Искай даже нарисовал его, Вася вспомнил, что многажды видел такой ступенчатый крест еще в МГУ, на занятиях по этнографии — на тканых орнаментах и на каменных постройках.
— Красный на черном? Или черный на красном?
— Красный на черном!
— Голосуем?
— Единогласно.
Ткань есть, значит, нужно поручить мастерицам в общинах сшить несколько таких полотнищ. И вывесить их в каждом лагере — но под крышами, касик все время помнил о самолетах.
— И еще, — Вася упер взгляд в стол, потом поднял его и оглядел соратников, — я считаю, что нам необходимо привлечь на свою сторону часть священников.

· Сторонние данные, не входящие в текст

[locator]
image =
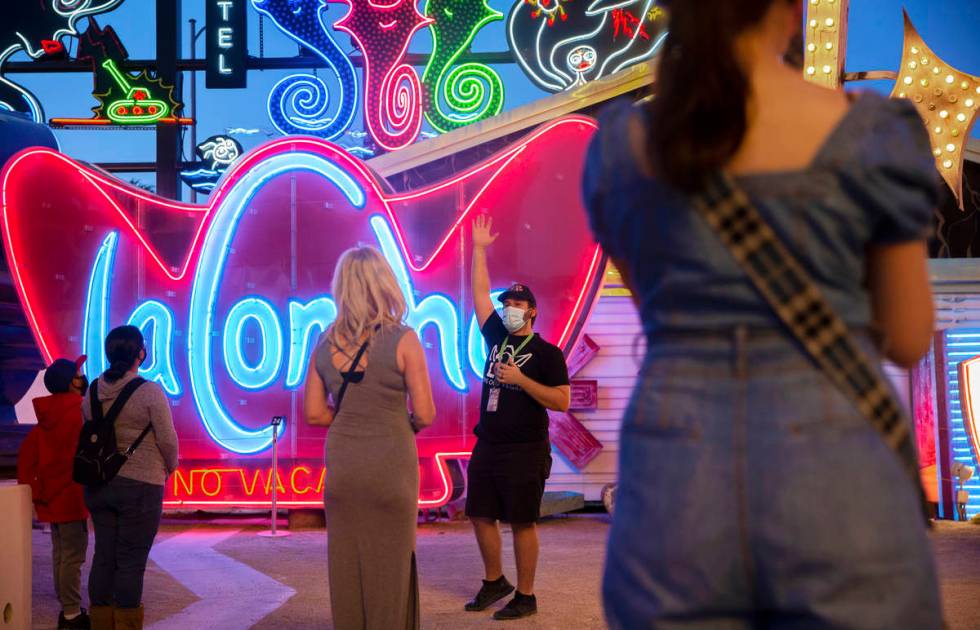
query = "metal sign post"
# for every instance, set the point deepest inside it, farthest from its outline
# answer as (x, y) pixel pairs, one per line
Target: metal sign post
(277, 421)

Че фыркнул, Габриэль скептически скривился, Инти возвел глаза горе, только индейцы и Хосе восприняли это спокойно.
— Поэтому мы завтра выступаем на Касигуачу. Я приведу туда одного падре-иезуита...
— Расшифроватся перед посторонним? — Габриэль всем видом показывал неправильность такого хода.
— Я ручаюсь за него, — упрямо сказал касик. — И я уверен, что разговор с ним будет крайне полезен. Кроме меня и Че пойдет Авраам и...
Среди индейцев началось оживление — я! я! Тупак, возьми меня! После того, как самодельную баню прошел Вася, парилка неожиданно стала популярной среди кечуа. Они решили что испытание огнем, паром и прутьями может выдержать только истинный воин, так что авторитет касика, и так высокий, взлетел до небес, немало поднялся и авторитет Че. А коли дед дозволит войти под шкуры и Гильену...
Все эти простые и даже приятные вещи были прерваны появлением гонца из города. Он не стал приближаться к навесу, а издалека помахал Антонио зажатыми в руках бумагами. Кубинец забрал их, но пока шел обратно к столу, разглядывая принесенное, лицо его все больше и больше вытягивалось.
— Кажется, спокойные времена подошли к концу, — он бухнул на стол несколько отпечатанных красной и черной краской листовок.
«Проснись, боливиец!» — шло широким шрифтом по верху. Дальше текст состоял из расхожих левацких штампов и заканчивался призывами к немедленной социальной революции, уничтожению правящих классов, полной национализации и созданию трудовых лагерей. Неизвестный автор замешал содержимое настолько круто, что глаза полезли на лоб у всех.
— Эти листовки появились вчера в Кочабамбе. Подписаны неким «команданте Мигелем» из «Боливийской марксистской армии».
— Радио, — первым догадался Хосе и метнулся за транзистором.
Почти все станции, до которых удалось дотянутся, уже вещали о левых партизанах в горах и о решимости армии покончить с ними. Но что это были за партизаны, никто из присутствующих не понимал.